The primary foreign policy tools that served us so well in the Cold War, said Mandelbaum, “guns, money and rhetoric, simply don’t work for these new tasks. It is like trying to open a can with a sponge.”
To help another country change internally requires a mix of refereeing, policing, coaching, incentivizing, arm-twisting and modeling. But even all of that cannot accomplish the task and make a country’s transformation self-sustaining, unless the people themselves want to take charge of the process.
People of the region often blame us, because they either will not or cannot accept their own responsibility for putting things right. Or, if they do, they don’t see a way to forge the necessary societal compromises.
As for blaming Obama — for leaving Iraq too soon, or not going more deeply into Libya or Syria — it grows out of the same problem. Some liberals want to “do something” in places like Libya and Syria; they just don’t want to do what is necessary, which would be a long-term occupation to remake the culture and politics of both places. And conservative hawks who want to intervene just don’t understand how hard it is to remake the culture and politics in such places, where freedom, equality and justice for all are not universal priorities, because some people want to be “free” to be more Islamist or more sectarian.
Regarding the use of chemical weapons, U.S. officials are rightly considering using cruise missiles to punish Syria. But we have no hope of making Syria united, democratic and inclusive without a much bigger involvement and without the will of a majority of Syrians.
As that reality has sunk in, so has another reality, which the American public intuits: Our rising energy efficiency, renewable energy, hydraulic fracturing and horizontal drilling are making us much less dependent on the Middle East for oil and gas. The Middle East has gone from an addiction to a distraction.
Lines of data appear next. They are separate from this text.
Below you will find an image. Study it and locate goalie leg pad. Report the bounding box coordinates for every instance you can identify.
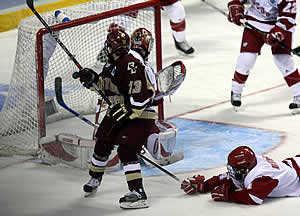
[147,122,178,160]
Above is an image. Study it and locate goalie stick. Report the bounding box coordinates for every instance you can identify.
[55,77,180,181]
[26,0,186,103]
[201,0,300,56]
[26,0,111,106]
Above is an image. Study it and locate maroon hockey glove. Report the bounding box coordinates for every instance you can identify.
[181,175,205,195]
[227,0,244,25]
[109,103,132,125]
[264,26,286,46]
[211,183,230,201]
[78,68,99,88]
Imagine that five years ago someone had said to you: “In 2013, Egypt, Libya, Syria, Tunisia, Yemen and Iraq will all be in varying states of political turmoil or outright civil war; what do you think the price of crude will be?” You’d surely have answered, “At least $200 a barrel.”
But it’s half that — for a reason: “We now use 60 percent less energy per unit of GDP than we did in 1973,” explained the energy economist Philip Verleger. “If the trend continues, we will use half the energy per unit of GDP in 2020 that we used in 2012.” In 2006, the United States depended on foreign oil for 60 percent of its consumption. Today, it’s about 36 percent. True, oil is a global market.But the urgency is gone. “The Middle East is China’s problem,” Verleger said.
Obama knows all of this. He just can’t say it. But it does explain why his foreign policy has been mostly “nudging” and whispering. It is not very satisfying, not very much fun and won’t make much history, but it’s probably the best we can do or afford right now. And it’s certainly all that most Americans want.